Elle mit le vêtement blanc et le bonnet qu’elle avait apprêtés, s’accouda sur son oreiller et ne cessa pas, jusqu’à la fin, de causer avec le prêtre. S’étant souvenue tout à coup qu’elle ne laissait rien aux pauvres, elle prit dix roubles et chargea le père Vassili de les donner à la paroisse. Elle fit ensuite le signe de la croix, se coucha et expira en prononçant avec un sourire joyeux le nom de Dieu.

Elle quitta la vie sans regret, ne craignit pas la mort et l’accueillit comme un bienfait. C’est une chose qu’on dit souvent, mais comme elle est rarement vraie ! Nathalie Savichna pouvait ne pas craindre la mort, car elle mourait dans une foi inébranlable et elle avait accompli la loi de l’Évangile : toute sa vie n’avait été qu’amour pur et désintéressé et que sacrifice de soi-même.

Quoi ! parce que sa religion aurait pu être plus haute, parce que sa vie aurait pu avoir un but plus élevé, cette âme d’élite en est-elle moins digne de tendresse et d’admiration ?

Elle a accompli la plus grande œuvre, et la meilleure, de cette vie : elle est morte sans regret et sans peur.

On l’enterra, selon son désir, non loin de la chapelle élevée sur la tombe de maman.
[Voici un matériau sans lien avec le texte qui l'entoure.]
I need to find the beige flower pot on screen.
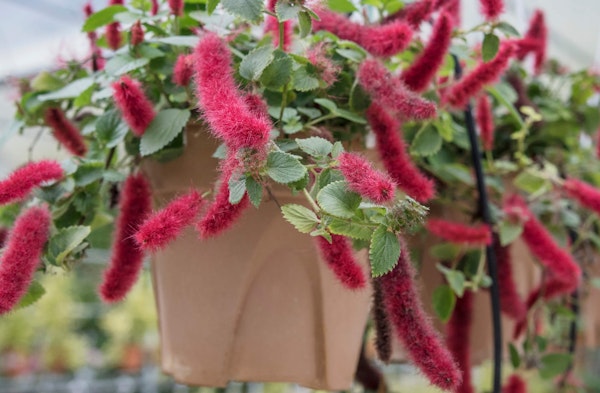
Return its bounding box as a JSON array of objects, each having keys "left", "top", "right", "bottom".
[{"left": 144, "top": 129, "right": 370, "bottom": 390}]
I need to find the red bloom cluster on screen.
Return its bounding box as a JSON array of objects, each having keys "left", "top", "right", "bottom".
[
  {"left": 0, "top": 207, "right": 51, "bottom": 314},
  {"left": 0, "top": 160, "right": 64, "bottom": 205},
  {"left": 313, "top": 9, "right": 413, "bottom": 57},
  {"left": 401, "top": 12, "right": 452, "bottom": 92},
  {"left": 444, "top": 41, "right": 515, "bottom": 108},
  {"left": 135, "top": 190, "right": 202, "bottom": 251},
  {"left": 44, "top": 108, "right": 87, "bottom": 157},
  {"left": 367, "top": 103, "right": 435, "bottom": 203},
  {"left": 112, "top": 75, "right": 156, "bottom": 137},
  {"left": 379, "top": 236, "right": 462, "bottom": 391},
  {"left": 194, "top": 33, "right": 271, "bottom": 151},
  {"left": 475, "top": 94, "right": 494, "bottom": 151},
  {"left": 426, "top": 218, "right": 492, "bottom": 245},
  {"left": 99, "top": 174, "right": 152, "bottom": 303},
  {"left": 338, "top": 152, "right": 396, "bottom": 203},
  {"left": 316, "top": 235, "right": 367, "bottom": 289},
  {"left": 446, "top": 291, "right": 474, "bottom": 393},
  {"left": 358, "top": 59, "right": 437, "bottom": 120}
]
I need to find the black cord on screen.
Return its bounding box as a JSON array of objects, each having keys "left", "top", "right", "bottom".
[{"left": 452, "top": 55, "right": 502, "bottom": 393}]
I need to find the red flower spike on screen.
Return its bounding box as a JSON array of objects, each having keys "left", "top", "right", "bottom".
[
  {"left": 379, "top": 239, "right": 462, "bottom": 391},
  {"left": 563, "top": 179, "right": 600, "bottom": 214},
  {"left": 446, "top": 291, "right": 474, "bottom": 393},
  {"left": 44, "top": 108, "right": 87, "bottom": 157},
  {"left": 358, "top": 59, "right": 437, "bottom": 120},
  {"left": 315, "top": 235, "right": 367, "bottom": 289},
  {"left": 426, "top": 218, "right": 492, "bottom": 245},
  {"left": 99, "top": 174, "right": 152, "bottom": 303},
  {"left": 367, "top": 103, "right": 435, "bottom": 203},
  {"left": 112, "top": 75, "right": 156, "bottom": 137},
  {"left": 475, "top": 94, "right": 494, "bottom": 151},
  {"left": 135, "top": 190, "right": 203, "bottom": 251},
  {"left": 479, "top": 0, "right": 504, "bottom": 21},
  {"left": 401, "top": 11, "right": 452, "bottom": 92},
  {"left": 0, "top": 207, "right": 51, "bottom": 315},
  {"left": 444, "top": 41, "right": 515, "bottom": 109},
  {"left": 0, "top": 160, "right": 64, "bottom": 206},
  {"left": 173, "top": 55, "right": 194, "bottom": 87},
  {"left": 194, "top": 33, "right": 272, "bottom": 151},
  {"left": 313, "top": 10, "right": 413, "bottom": 57},
  {"left": 338, "top": 152, "right": 396, "bottom": 203}
]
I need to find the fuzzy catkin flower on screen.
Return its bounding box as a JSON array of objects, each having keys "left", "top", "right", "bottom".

L’ortie et la bardane ont envahi l’endroit où elle repose. Je ne manque jamais, lorsque je vais à la chapelle, de m’approcher de la grille noire qui entoure la tombe de Nathalie Savichna et de saluer jusqu’à terre.

Parfois je m’arrête à moitié chemin, entre la chapelle et la grille noire. Des souvenirs pénibles remontent soudain à ma mémoire. Je me dis : Est-ce que la Providence ne m’a réuni à ces deux êtres que pour me condamner à des regrets éternels ?…



  1. La koutia se mange après les enterrements. (N. du T.)
  2. Habit de dessous des Tartares. (N. du T.)